High Court Clarifies Overlap

This article first appeared in The Watermark Journal Vol 24 No 2 (June 2007)

On 26 April 2007, the High Court of Australia delivered its long awaited judgement in Burge v Swarbrick ([2005] FCAFC 257). The judgement has clarified the “overlap” between copyright protection and design protection, and laid down important guidelines for the coverage of each form of intellectual property protection.

The Copyright Act 1968 (Cth) has provisions defining the copyright protection available to articles which could potentially be registered as designs under the provisions of The Designs Act 2003 (Cth). In general, the Act provides that copyright is lost when such a design is “industrially applied”, that is, when it enters into mass production. The exception to this is for a work of “artistic craftsmanship”. It was this term which was under scrutiny in the High Court.
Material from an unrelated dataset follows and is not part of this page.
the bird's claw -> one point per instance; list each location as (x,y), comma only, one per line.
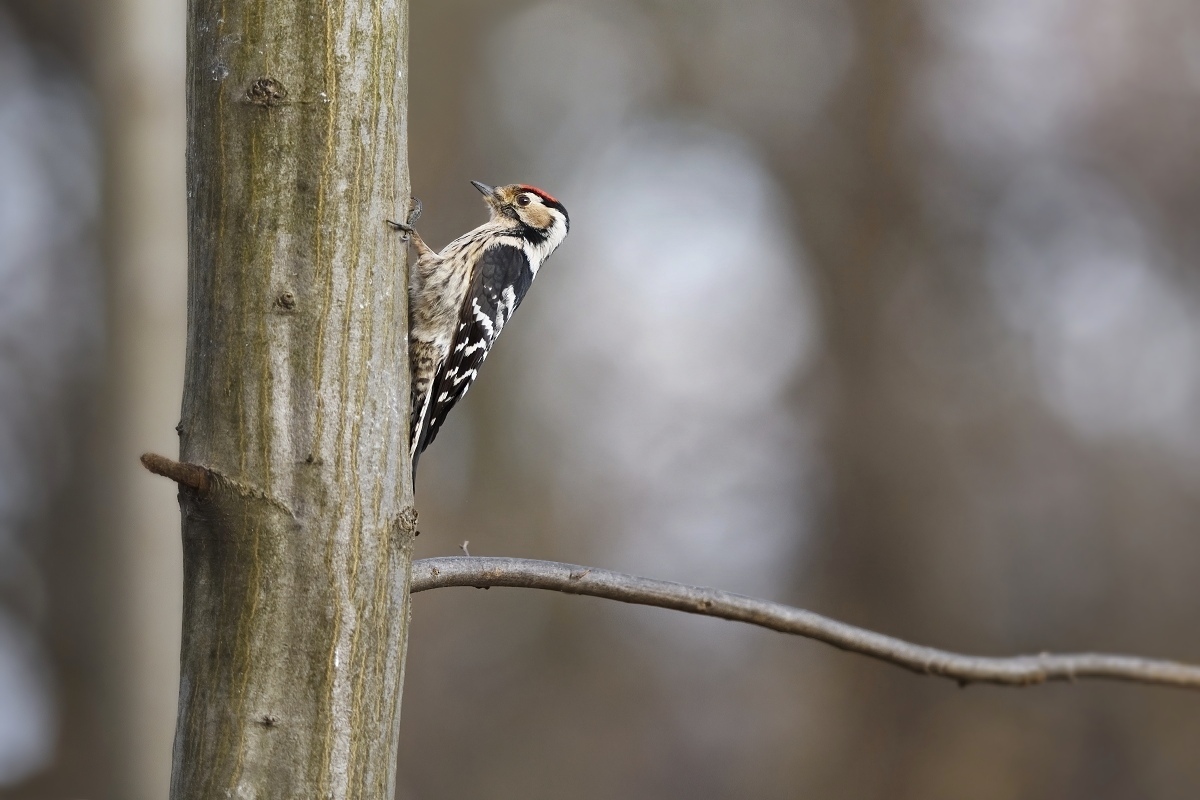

Swarbrick was a naval architect, and the designer of a racing yacht known as the JS 9000. The JS 9000 was a well-designed yacht, with excellent waterhandling abilities, easy operation and a great deal of speed. It was also an elegant craft and, it might be said, a thing of beauty. Burge copied the JS 9000, using one of the original hull moulds. Swarbrick sued Burge for copyright infringement, alleging that despite the yacht having gone into production it retained copyright protection as “a work of artistic craftsmanship”.

In a unanimous decision, the High Court has rejected this assertion. Whilst indicating that a definition of the term was not available, and perhaps not possible, the Court found that for an object to be “a work of artistic craftsmanship” there must be “real and substantial artistic effort” which is not constrained by “utilitarian considerations”. The contrast was made between a stained glass window which, although performing its function as a window, gave an artist wide freedom for expression, and a boat in which artistic expression was subordinate to the functional requirements of speed and smooth handling.

The decision, it may be argued, gives effect to the intention of the legislative overlap - drawing a distinction between works of art and industrial designs. To borrow a phrase from another area of law, it draws a line between fine arts and useful arts.